Tüylerin durağanlığı sorunu çok önemlidir. Wilson-Morgan hipotezinin temel taşı, sublitosferik mantodaki tüy köklerinin sabit bir konumu ve modern patlama merkezlerinden uzaktaki binaların yaşında doğal bir artışla birlikte volkanik zincirlerin oluşumunun bu durumdan kaynaklandığı fikriydi. sıcak manto jetleri ile üzerlerinde hareket eden litosferik plakaların "delilmesine" ... Bununla birlikte, Hawaii tipi volkanik zincirlerin tamamen tartışılmaz pek çok örneği yoktur ... Bu nedenle, sorunda hala çok fazla belirsizlik var tüylerden."

Jeodinamik

Jeodinamik, kabuk ve mantoda meydana gelen karmaşık süreçlerin etkileşimini inceler. Mantonun hareketinin yukarıda açıklanandan daha karmaşık bir resmini veren jeodinamik değişkenlerinden biri (Şekil 12.2), RAS E.V.'nin Sorumlu Üyesi tarafından geliştirilmektedir. Artyushkov “Jeodinamik” adlı kitabında (M., Nauka, 1979). Bu örnek, çeşitli fiziksel ve kimyasal modellerin gerçek bir jeodinamik tanımlamada nasıl iç içe geçtiğini göstermektedir.
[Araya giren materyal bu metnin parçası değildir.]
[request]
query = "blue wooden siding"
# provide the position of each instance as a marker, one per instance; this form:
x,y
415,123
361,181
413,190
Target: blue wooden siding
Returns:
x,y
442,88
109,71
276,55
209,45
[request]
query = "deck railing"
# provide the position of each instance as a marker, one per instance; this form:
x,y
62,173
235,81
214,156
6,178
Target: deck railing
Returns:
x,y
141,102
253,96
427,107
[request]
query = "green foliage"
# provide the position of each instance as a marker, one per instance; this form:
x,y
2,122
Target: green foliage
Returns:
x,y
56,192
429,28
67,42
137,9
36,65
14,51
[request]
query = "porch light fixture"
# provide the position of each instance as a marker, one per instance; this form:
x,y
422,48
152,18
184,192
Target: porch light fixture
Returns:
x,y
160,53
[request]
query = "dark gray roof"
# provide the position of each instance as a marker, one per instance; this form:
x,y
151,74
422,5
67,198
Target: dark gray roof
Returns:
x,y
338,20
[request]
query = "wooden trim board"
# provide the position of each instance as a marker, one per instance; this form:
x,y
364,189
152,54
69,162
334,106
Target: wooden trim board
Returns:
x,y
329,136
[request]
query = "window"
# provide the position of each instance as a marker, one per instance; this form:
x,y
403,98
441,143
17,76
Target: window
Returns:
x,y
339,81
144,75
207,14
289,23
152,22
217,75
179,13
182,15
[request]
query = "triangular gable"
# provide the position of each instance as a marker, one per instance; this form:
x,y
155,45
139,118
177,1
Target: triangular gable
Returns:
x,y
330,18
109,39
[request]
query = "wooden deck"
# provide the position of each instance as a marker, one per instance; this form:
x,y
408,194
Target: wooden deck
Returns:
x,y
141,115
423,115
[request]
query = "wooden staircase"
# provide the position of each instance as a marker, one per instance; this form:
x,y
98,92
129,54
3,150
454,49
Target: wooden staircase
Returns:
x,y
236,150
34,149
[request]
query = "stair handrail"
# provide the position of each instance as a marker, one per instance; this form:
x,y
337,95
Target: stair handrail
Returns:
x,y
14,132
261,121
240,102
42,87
Bu kitapta ana hatları verilen kavrama göre, tüm tektonik süreçlerin ana enerji kaynağı, alt mantoda meydana gelen maddenin yerçekimsel farklılaşması sürecidir. Çekirdeğe batan alt mantonun kayasından ağır bileşen (demir vb.) ayrıldıktan sonra “geriye kalan, üstteki alt mantodan daha hafif bir katı madde karışımıdır… Katmanın konumu Daha ağır malzemenin altındaki hafif malzeme kararsızdır... Bu nedenle malzemenin alt manto altında biriken ışık periyodik olarak yaklaşık 100 km büyüklüğünde büyük bloklar halinde toplanarak gezegenin üst katmanlarına doğru süzülür. Üst manto, Dünya'nın yaşamı boyunca bu malzemeden oluşmuştur.

Alt manto büyük olasılıkla Dünya'nın henüz farklılaşmamış birincil maddesini temsil ediyor. Gezegenin evrimi sırasında çekirdek ve üst manto, alt manto pahasına büyür.

Alt mantodaki hafif malzeme bloklarının yükselişinin, malzemenin sıcaklığının büyük ölçüde arttığı ve viskozitenin keskin bir şekilde azaldığı kanallar boyunca meydana gelmesi muhtemeldir (bkz. Şekil 12.6). Sıcaklıktaki artış, hafif malzeme yaklaşık 2000 km'lik bir mesafe boyunca yerçekimi alanında yükseldiğinde büyük miktarda potansiyel enerjinin açığa çıkmasıyla ilişkilidir. Böyle bir kanaldan geçen hafif malzeme de ~1000° kadar büyük oranda ısınır. Bu nedenle üst mantoya anormal derecede ısıtılmış ve çevredeki alanlara göre daha hafif girer.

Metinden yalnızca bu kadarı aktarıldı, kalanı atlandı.